Alexandr Viktorovich Loginov (Александр Викторович Логинов; born 31 January 1992) is a Russian biathlete. He began his career in 2004.

==Career==
Loginov started his professional career in the late 2012–13 season, taking a bronze medal in pursuit in Holmenkollen and gold as part of the relay team in Sochi.

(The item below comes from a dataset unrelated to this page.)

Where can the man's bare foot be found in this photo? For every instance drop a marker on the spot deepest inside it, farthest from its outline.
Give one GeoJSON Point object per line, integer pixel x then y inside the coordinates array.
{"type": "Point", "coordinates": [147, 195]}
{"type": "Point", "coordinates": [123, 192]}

===Doping case and suspension===
Loginov was provisionally suspended by International Biathlon Union (IBU) on 25 November 2014 after re-testing of a sample of his from 26 November 2013 showed he had been doping with EPO. All his results from 26 November 2013 onwards were annulled, and he was handed a two-year ban from sports. The ban ended on 25 November 2016.

===Return===
Loginov returned to the sport in the 2016–17 season, winning bronze with the Russian relay team at the Biathlon World Championships 2017. In the next season, Loginov, while failing to finish in the top 3, improved his form, finishing 23rd in the overall standings.

To date, the 2018–19 season was his best one, as Loginov became one of the leading Russian biathletes. He won his first WC cup title in Oberhof, Germany, in a 10 km sprint, after two second-place and two third-place finishes.

In the 2019–20 season, Loginov finished third in the 10 km sprint stage in Hochfilzen and second in the subsequent pursuit stage. After nine stages of no podiums, he recovered at the Biathlon World Championships, which took place in Rasen-Antholz, winning his first World title in the sprint stage and finishing third in the pursuit event. He withdrew from the mass start race after thorough searches by the Carabinieri (Italian police) at the midnight hour, provoked by IBU Anti-Doping Manager Sarah Fussek-Hakkarainen, who had directed an inquiry to the law-enforcement agency of Italy.

==Biathlon results==
All results are sourced from the International Biathlon Union.

===Olympic Games===
2 medals (2 bronze)

| Event | Individual | Sprint | Pursuit | Mass start | Relay | Mixed relay |
|---|---|---|---|---|---|---|
| RUS 2014 Sochi | DSQ (30th) | — | — | — | — | — |
| CHN 2022 Beijing | 10th | 38th | 27th | 15th | Bronze | Bronze |

===World Championships===
6 medals (1 gold, 1 silver, 4 bronze)

| Event | Individual | Sprint | Pursuit | Mass start | Relay | Mixed relay | Single mixed relay |
|---|---|---|---|---|---|---|---|
| AUT 2017 Hochfilzen | 72nd | — | — | — | — | Bronze | —N/a |
| SWE 2019 Östersund | 14th | Silver | 14th | 4th | Bronze | 4th | — |
| ITA 2020 Antholz-Anterselva | 15th | Gold | Bronze | WD | 4th | 6th | — |
| SLO 2021 Pokljuka | 30th | 25th | 15th | 9th | Bronze | 9th | — |

- The single mixed relay was added as an event in 2019.

===Individual victories===

| No. | Season | Date | Location | Discipline | Level |
| 1 | 2018/19 | 11 January 2019 | GER Oberhof | 10 km Sprint | World Cup |
| 2 | 2019/20 | 15 February 2020 | ITA Antholz-Anterselva | 10 km Sprint | World Championships |
| 3 | 2020/21 | 22 January 2021 | 20 km Individual | World Cup |
| 4 | 2021/22 | 7 January 2022 | GER Oberhof | 10 km Sprint | World Cup |

- Results are from IBU races which include the Biathlon World Cup, Biathlon World Championships and the Winter Olympic Games.